Benefits of influenza vaccination include:
- minimized risk of flu-associated hospitalization: the flu vaccine lessens the severity of flu infection and reduces the risk of hospitalization every year. It prevented about 105,000 hospitalizations between 2019 and 2020.
- prevention of respiratory infection in pregnant people: the flu vaccine protects pregnant women from contracting respiratory tract infections during and after pregnancy.
- reduced risk of illness and flu-related death: the flu vaccine prevents millions of illnesses and flu-related doctor visits yearly. It prevented about 7.5 million flu illnesses, 3.7 million influenza-associated medical visits, and 6,300 flu-related deaths from 2019 to 2020.
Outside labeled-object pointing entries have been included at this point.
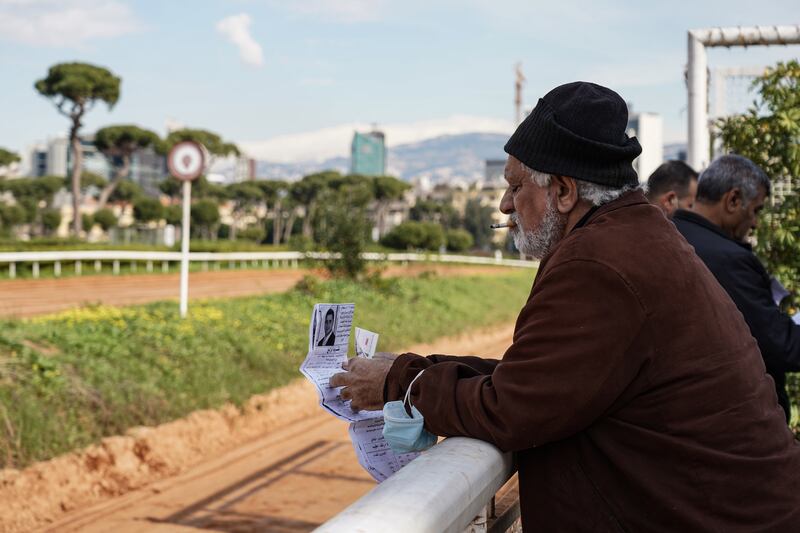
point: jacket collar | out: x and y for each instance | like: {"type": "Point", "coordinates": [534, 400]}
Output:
{"type": "Point", "coordinates": [694, 218]}
{"type": "Point", "coordinates": [629, 198]}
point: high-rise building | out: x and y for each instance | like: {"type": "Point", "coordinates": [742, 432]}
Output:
{"type": "Point", "coordinates": [495, 170]}
{"type": "Point", "coordinates": [54, 158]}
{"type": "Point", "coordinates": [648, 129]}
{"type": "Point", "coordinates": [368, 154]}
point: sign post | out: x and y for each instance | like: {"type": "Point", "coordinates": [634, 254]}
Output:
{"type": "Point", "coordinates": [186, 162]}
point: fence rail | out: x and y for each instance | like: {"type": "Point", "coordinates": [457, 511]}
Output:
{"type": "Point", "coordinates": [263, 259]}
{"type": "Point", "coordinates": [442, 490]}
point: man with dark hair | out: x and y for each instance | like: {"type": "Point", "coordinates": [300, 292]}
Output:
{"type": "Point", "coordinates": [730, 194]}
{"type": "Point", "coordinates": [630, 405]}
{"type": "Point", "coordinates": [672, 186]}
{"type": "Point", "coordinates": [328, 336]}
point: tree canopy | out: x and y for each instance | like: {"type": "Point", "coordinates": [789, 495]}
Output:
{"type": "Point", "coordinates": [7, 157]}
{"type": "Point", "coordinates": [123, 140]}
{"type": "Point", "coordinates": [212, 142]}
{"type": "Point", "coordinates": [75, 88]}
{"type": "Point", "coordinates": [769, 134]}
{"type": "Point", "coordinates": [79, 85]}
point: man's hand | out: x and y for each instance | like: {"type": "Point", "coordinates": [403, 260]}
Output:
{"type": "Point", "coordinates": [363, 381]}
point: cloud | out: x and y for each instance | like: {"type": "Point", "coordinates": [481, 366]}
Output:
{"type": "Point", "coordinates": [339, 10]}
{"type": "Point", "coordinates": [236, 29]}
{"type": "Point", "coordinates": [335, 141]}
{"type": "Point", "coordinates": [64, 22]}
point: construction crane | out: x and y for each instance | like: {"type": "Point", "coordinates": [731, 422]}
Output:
{"type": "Point", "coordinates": [518, 83]}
- protection of children: the flu vaccine reduced children’s risk of severe influenza virus infection by 75% and significantly reduce children's flu-related death.
Flu and flu vaccine fast facts:
- Flu is a viral infection of the respiratory tract system caused by an influenza virus.
- It takes about two weeks for people with a good immune system to recover from the flu. Some people, however, may develop serious complications.
- Flu is highly contagious even if you are asymptomatic. Isolating yourself for approximately 5 – 7 days after you are diagnosed can prevent the spread.
- Flu can enter your body through the eyes, nose, and mouth.
- Influenza vaccines are safe; their common side effects are muscle pain, tiredness, and mild fever.
- Beware of the flu vaccine if you have an acute allergic reaction to it.
Are flu vaccines effective against all types of flu and cold viruses?
Flu vaccines only protect against infection and illness caused by the four most common flu viruses. The vaccine does not protect against non-flu viruses that can also cause flu-like symptoms. Examples of non-flu viruses are rhinovirus which causes the common cold and respiratory syncytial virus (RSV).
What are the examples of FDA-approved flu vaccines?
The flu vaccines with FDA approval for 2022-2023 are: Afluria Quadrivalent, Fluarix Quadrivalent, Fluad Quadrivalent, FluLaval Quadrivalent, Fluzone Quadrivalent, Flucelvax Quadrivalent, Flublok Quadrivalent, and FluMist Quadrivalent.
Are all flu vaccines the same?
No. The extent of protection by a flu vaccine may vary by flu virus type or subtype or by the vaccine. Though all flu vaccines are effective, they may vary in their levels of effectiveness.
Why is the flu vaccine typically less effective against influenza A(H3N2) viruses?
You may experience less effectiveness against influenza A (H3N2). This is because the flu virus used in the influenza A (H3N2) vaccine undergoes more frequent changes, resulting in a difference in the virus component of the vaccine and the circulating virus.
How long does the flu vaccine last?
Immunity provided by the flu vaccine lasts about 6 months. After 6 months, protection from flu vaccines starts to wane. This is due to a reduction in your level of antibodies and mutations of flu viruses. This is why it is recommended to get vaccinated yearly and very close to flu season.
If older people have weaker immune responses to the flu vaccine, should they still get vaccinated?
Yes. Though some older adults have weaker immune responses to flu vaccination, it still protects them from flu-related health complications, hospitalization, and even death when compared to unvaccinated adults.
How effective are flu vaccines in children?
Flu vaccines in children deliver a similar level of protection as seen in adults.